In-Person Interviews for the Older NY Private School Student

by NYC Firm Schools on June 28, 2009

Tapping a Pencil
Creative Commons License photo credit: Rennett Stowe

Older students who are interviewing with prospective NYC Firm Schools often find themselves facing their first real in-person interview with no “back up parent” in sight. While tests and essays are a skill that have been honed throughout the years in school already, interviewing is a skill set that simply hasn’t been a part of most students’ repertoire.

Your potential school already has your transcripts, test scores and essays. The administrator is well-versed with who you are on paper, what your achievements are and what your goals are. What they don’t know is who you are as a real person. Goals and interests on paper pale in comparison to a conversation with a student who is truly passionate about their dreams. What makes you melt into the crowd on an essay can make you stand out alone in an interview.

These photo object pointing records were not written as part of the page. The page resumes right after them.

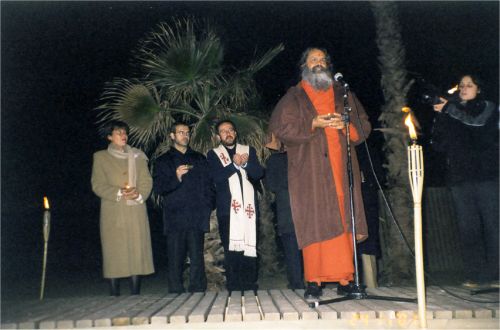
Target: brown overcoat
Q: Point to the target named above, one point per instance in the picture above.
(313, 196)
(125, 234)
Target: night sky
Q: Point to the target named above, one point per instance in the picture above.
(56, 57)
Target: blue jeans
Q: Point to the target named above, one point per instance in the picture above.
(178, 243)
(293, 261)
(476, 205)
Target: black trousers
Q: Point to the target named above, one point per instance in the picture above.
(241, 271)
(178, 243)
(476, 204)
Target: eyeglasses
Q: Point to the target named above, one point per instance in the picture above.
(315, 60)
(227, 131)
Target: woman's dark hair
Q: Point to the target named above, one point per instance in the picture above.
(475, 79)
(111, 125)
(217, 125)
(173, 128)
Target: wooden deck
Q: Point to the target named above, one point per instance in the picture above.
(269, 309)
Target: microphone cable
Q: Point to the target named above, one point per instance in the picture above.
(391, 214)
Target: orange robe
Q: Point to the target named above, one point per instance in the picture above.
(330, 260)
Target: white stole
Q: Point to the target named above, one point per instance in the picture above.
(242, 220)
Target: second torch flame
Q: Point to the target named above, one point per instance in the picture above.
(411, 127)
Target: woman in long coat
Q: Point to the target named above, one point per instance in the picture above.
(121, 179)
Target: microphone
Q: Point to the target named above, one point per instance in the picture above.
(340, 78)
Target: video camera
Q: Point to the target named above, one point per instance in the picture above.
(429, 94)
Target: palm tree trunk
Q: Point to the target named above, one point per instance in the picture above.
(397, 264)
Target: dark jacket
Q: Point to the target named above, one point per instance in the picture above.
(315, 209)
(186, 205)
(220, 176)
(276, 180)
(467, 134)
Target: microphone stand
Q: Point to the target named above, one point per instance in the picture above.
(357, 290)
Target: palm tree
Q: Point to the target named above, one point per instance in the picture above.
(397, 262)
(179, 74)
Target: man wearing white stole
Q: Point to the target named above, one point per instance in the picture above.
(233, 166)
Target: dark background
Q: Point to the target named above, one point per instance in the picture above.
(56, 57)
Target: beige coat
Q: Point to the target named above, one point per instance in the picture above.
(125, 236)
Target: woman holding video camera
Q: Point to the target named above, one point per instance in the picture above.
(466, 131)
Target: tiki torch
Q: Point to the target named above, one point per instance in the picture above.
(416, 175)
(46, 232)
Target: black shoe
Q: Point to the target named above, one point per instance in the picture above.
(345, 290)
(114, 287)
(313, 291)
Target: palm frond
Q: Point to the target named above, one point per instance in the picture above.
(181, 57)
(258, 64)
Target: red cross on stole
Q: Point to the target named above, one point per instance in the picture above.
(249, 211)
(235, 205)
(224, 158)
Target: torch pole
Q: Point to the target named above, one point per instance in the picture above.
(46, 233)
(416, 174)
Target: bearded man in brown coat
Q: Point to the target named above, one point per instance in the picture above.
(309, 121)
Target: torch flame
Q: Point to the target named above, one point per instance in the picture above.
(453, 90)
(411, 127)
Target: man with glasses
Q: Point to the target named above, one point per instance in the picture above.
(182, 180)
(233, 166)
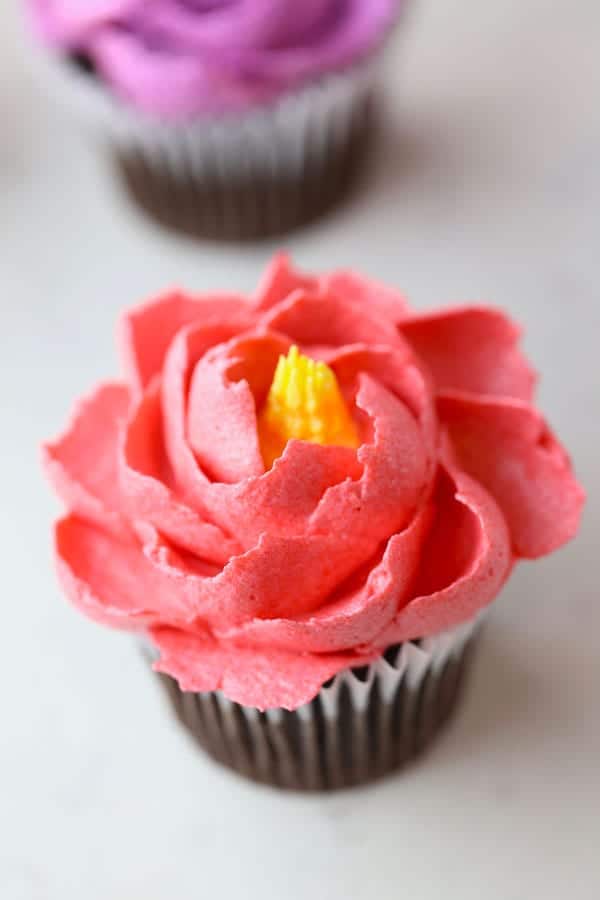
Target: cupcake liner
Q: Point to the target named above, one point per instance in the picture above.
(246, 176)
(365, 723)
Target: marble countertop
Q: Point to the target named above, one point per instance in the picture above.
(487, 187)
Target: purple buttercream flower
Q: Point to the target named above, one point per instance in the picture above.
(181, 58)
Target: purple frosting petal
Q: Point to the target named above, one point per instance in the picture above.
(180, 58)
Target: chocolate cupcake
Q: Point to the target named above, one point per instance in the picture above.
(303, 502)
(229, 119)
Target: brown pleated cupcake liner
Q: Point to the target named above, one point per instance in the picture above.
(252, 176)
(254, 202)
(364, 724)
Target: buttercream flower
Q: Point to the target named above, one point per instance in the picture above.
(262, 565)
(181, 59)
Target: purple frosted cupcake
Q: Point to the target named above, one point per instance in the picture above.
(227, 118)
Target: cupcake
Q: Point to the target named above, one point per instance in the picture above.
(229, 119)
(303, 502)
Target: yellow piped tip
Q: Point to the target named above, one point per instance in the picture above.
(304, 402)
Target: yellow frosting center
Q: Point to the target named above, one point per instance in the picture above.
(304, 402)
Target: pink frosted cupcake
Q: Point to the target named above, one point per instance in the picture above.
(304, 501)
(228, 119)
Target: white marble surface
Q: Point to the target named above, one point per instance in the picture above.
(488, 188)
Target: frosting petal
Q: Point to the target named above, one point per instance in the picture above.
(82, 463)
(112, 581)
(368, 293)
(279, 281)
(146, 331)
(509, 449)
(269, 679)
(356, 616)
(465, 562)
(148, 491)
(471, 349)
(325, 320)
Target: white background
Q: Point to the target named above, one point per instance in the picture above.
(488, 188)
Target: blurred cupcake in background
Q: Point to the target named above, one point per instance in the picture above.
(227, 118)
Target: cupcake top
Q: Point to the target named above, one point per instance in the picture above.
(282, 486)
(182, 58)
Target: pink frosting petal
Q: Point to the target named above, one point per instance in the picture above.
(367, 292)
(507, 446)
(282, 500)
(464, 563)
(146, 331)
(398, 370)
(228, 385)
(82, 463)
(148, 491)
(263, 679)
(279, 281)
(279, 577)
(358, 613)
(112, 581)
(321, 320)
(186, 349)
(472, 349)
(393, 484)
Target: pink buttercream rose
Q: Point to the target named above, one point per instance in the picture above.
(265, 583)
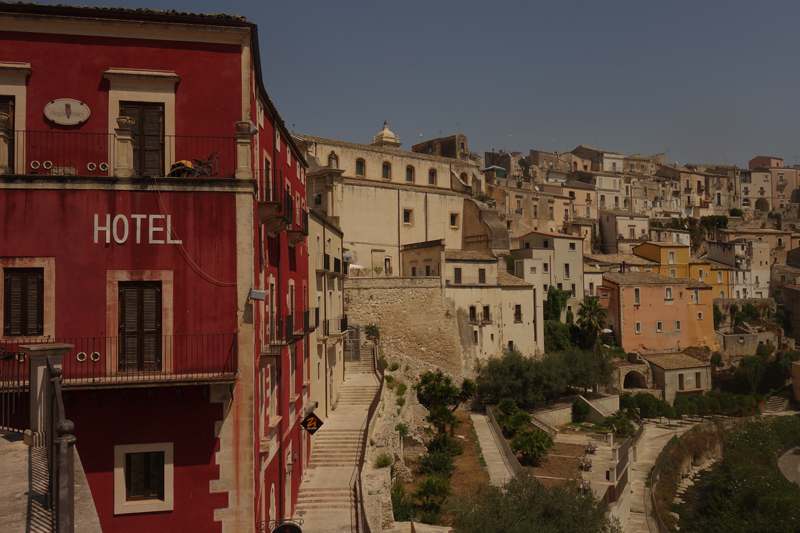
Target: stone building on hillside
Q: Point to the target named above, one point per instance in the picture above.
(383, 197)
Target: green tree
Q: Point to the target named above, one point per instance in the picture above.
(532, 444)
(441, 398)
(525, 505)
(591, 318)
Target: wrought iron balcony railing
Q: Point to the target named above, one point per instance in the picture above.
(142, 360)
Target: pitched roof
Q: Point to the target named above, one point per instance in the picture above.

Tips for in-person interviews with Firm Schools

  • Stay Calm: Administrators understand that anyone (most everyone!) can get apprehensive during an interview. You won’t lose points for being nervous so don’t worry about it.
  • Avoid Fillers: “Actually,” “Like” and “Um” are filler words that are common in everyday conversation with your friends and family, but have no place in an interview situation.
  • Honesty: The school already has your transcript so telling them that you’re an A student when you’re clearly not isn’t going to help your situation. If your grades have seen a recent slip, tell them what your plans are to achieve better results.
  • Question and Answer: Answer the administrator’s questions as best you can. If you don’t know an answer, tell them that you don’t know instead of reaching for what will probably be the wrong answer. When the time is right, have your questions prepared. Remember, you are also interviewing the school to find if it’s a good fit for you.

In person interviews for NY Firm Schools are often a source of great worry until they are over and you realize that it just wasn’t that bad.